# Fiber recommendations for anal gland issue with trouble keeping up weight.



## Annamarie (Oct 14, 2007)

I seem to be in a bit of a pickle.... I had to take our min pin to the vet to have his anal glands expressed again (which is getting to be a monthly pain in the butt, no pun intended....) and the vet suggested he needs more fiber in his diet. Right now he's eating about 1 can of EVO wet food (95% meat, usually chicken or beef) with 1/2 a cup of brown rice (before cooking) mixed in with it, and it usually takes him 2 days to finish this mix, given in small portions throughout the day. The vet suggested adding 2 tablespoons of canned pumpkin but I've tried it in the past and not only does he hate the taste but it didn't seem to make a difference.

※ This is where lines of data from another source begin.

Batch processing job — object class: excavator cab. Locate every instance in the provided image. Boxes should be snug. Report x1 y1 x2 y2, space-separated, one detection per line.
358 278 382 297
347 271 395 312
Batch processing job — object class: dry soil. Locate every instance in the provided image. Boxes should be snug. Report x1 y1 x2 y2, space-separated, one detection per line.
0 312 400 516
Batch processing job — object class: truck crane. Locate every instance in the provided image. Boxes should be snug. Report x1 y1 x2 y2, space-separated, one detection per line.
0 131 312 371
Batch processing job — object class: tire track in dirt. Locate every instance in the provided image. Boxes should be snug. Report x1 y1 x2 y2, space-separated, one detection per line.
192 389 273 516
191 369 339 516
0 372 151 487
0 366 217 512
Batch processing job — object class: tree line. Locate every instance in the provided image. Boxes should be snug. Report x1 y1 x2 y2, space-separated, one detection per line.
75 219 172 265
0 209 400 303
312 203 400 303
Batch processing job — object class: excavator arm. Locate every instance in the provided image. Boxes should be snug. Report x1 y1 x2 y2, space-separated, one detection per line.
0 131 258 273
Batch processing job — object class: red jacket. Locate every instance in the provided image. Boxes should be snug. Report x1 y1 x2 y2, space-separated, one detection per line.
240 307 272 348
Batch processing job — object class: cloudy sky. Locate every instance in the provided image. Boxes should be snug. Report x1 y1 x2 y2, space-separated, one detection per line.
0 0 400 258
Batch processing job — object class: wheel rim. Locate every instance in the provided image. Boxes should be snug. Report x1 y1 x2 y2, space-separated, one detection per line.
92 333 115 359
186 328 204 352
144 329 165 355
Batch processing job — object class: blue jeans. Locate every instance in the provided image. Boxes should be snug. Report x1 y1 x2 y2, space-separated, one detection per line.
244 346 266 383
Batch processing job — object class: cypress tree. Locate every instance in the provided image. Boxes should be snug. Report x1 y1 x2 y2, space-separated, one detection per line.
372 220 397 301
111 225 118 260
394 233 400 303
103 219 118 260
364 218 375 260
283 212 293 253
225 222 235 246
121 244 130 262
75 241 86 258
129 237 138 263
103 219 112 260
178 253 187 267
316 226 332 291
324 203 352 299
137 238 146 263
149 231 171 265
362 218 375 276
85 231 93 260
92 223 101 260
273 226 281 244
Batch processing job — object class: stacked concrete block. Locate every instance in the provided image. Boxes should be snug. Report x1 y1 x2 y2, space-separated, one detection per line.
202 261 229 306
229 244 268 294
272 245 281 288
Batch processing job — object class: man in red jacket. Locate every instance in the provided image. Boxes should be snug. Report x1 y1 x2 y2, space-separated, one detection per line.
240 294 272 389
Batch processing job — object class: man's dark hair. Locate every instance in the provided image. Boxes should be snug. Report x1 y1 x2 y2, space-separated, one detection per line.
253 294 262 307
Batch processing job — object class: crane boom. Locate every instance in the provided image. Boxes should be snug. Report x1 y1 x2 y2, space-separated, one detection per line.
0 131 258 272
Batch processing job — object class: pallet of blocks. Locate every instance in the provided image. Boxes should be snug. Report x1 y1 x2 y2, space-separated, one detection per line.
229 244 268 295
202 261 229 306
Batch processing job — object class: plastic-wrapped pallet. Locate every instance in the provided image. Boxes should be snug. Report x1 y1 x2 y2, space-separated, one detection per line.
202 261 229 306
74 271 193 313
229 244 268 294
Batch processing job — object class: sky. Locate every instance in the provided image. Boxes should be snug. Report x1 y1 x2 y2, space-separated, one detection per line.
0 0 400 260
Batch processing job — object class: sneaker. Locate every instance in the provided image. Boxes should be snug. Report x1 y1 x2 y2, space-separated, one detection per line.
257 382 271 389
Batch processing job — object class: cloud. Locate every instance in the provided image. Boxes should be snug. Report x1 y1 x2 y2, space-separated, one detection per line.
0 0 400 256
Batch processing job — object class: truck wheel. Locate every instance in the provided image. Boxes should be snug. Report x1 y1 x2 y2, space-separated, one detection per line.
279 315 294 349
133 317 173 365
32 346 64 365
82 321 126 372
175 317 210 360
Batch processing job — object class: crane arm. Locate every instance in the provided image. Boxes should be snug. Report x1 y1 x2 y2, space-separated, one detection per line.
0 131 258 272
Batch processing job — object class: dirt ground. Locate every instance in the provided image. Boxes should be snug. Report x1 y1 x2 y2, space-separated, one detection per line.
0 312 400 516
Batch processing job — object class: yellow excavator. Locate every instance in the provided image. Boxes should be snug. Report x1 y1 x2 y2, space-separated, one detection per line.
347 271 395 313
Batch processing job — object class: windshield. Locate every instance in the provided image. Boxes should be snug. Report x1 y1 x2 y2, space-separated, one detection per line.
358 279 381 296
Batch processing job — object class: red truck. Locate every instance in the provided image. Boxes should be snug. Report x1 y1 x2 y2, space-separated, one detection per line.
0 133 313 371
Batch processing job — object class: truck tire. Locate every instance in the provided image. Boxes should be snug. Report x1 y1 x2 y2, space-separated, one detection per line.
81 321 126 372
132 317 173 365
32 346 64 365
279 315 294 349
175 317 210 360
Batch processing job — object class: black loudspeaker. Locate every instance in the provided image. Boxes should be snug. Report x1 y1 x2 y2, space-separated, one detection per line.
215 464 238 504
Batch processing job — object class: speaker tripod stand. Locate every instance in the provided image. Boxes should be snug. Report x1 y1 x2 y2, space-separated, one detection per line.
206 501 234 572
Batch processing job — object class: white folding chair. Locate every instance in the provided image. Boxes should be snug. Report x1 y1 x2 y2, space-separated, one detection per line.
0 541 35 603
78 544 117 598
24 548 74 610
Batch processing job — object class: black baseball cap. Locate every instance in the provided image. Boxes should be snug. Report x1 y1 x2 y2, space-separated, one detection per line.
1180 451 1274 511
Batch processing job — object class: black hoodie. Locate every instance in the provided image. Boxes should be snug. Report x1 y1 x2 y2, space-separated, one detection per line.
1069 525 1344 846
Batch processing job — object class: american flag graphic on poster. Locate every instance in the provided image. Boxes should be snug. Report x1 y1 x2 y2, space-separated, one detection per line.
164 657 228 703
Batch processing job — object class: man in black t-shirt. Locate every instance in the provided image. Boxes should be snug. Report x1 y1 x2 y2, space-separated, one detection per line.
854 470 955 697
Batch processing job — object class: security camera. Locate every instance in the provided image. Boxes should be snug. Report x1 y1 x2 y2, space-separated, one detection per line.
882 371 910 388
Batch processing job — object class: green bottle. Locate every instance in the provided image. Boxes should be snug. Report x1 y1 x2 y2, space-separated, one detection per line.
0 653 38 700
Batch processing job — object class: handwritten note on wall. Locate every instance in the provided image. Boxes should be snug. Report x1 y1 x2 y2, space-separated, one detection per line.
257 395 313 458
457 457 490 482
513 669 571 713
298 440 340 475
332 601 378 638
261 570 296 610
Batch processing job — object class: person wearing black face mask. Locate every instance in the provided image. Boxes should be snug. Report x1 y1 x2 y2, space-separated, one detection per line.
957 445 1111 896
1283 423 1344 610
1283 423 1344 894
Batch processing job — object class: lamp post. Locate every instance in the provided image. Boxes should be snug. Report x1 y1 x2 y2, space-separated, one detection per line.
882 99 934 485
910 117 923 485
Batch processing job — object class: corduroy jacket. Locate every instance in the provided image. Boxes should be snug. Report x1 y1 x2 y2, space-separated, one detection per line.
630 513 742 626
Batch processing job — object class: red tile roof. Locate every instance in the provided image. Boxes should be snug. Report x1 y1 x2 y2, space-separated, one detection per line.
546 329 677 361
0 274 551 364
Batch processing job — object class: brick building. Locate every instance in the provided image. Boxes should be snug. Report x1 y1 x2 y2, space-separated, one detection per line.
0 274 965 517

On one hand, he appears to be needing more fiber. On the other, I don't want to add so much that his food just goes right through him, since he needs as much help as possible to keep weight on. The brown rice that he's getting should be providing enough fiber I would think?

If he truly does need more I'm thinking of adding some psyllium or bran cereal to his food for the fiber... I don't think he'd eat more rice. Thoughts?


----------



## kelliope (Apr 4, 2008)

Obviously I am not a vet, but I believe more fiber leads to softer stools which INCREASES the likelihood of anal gland problems.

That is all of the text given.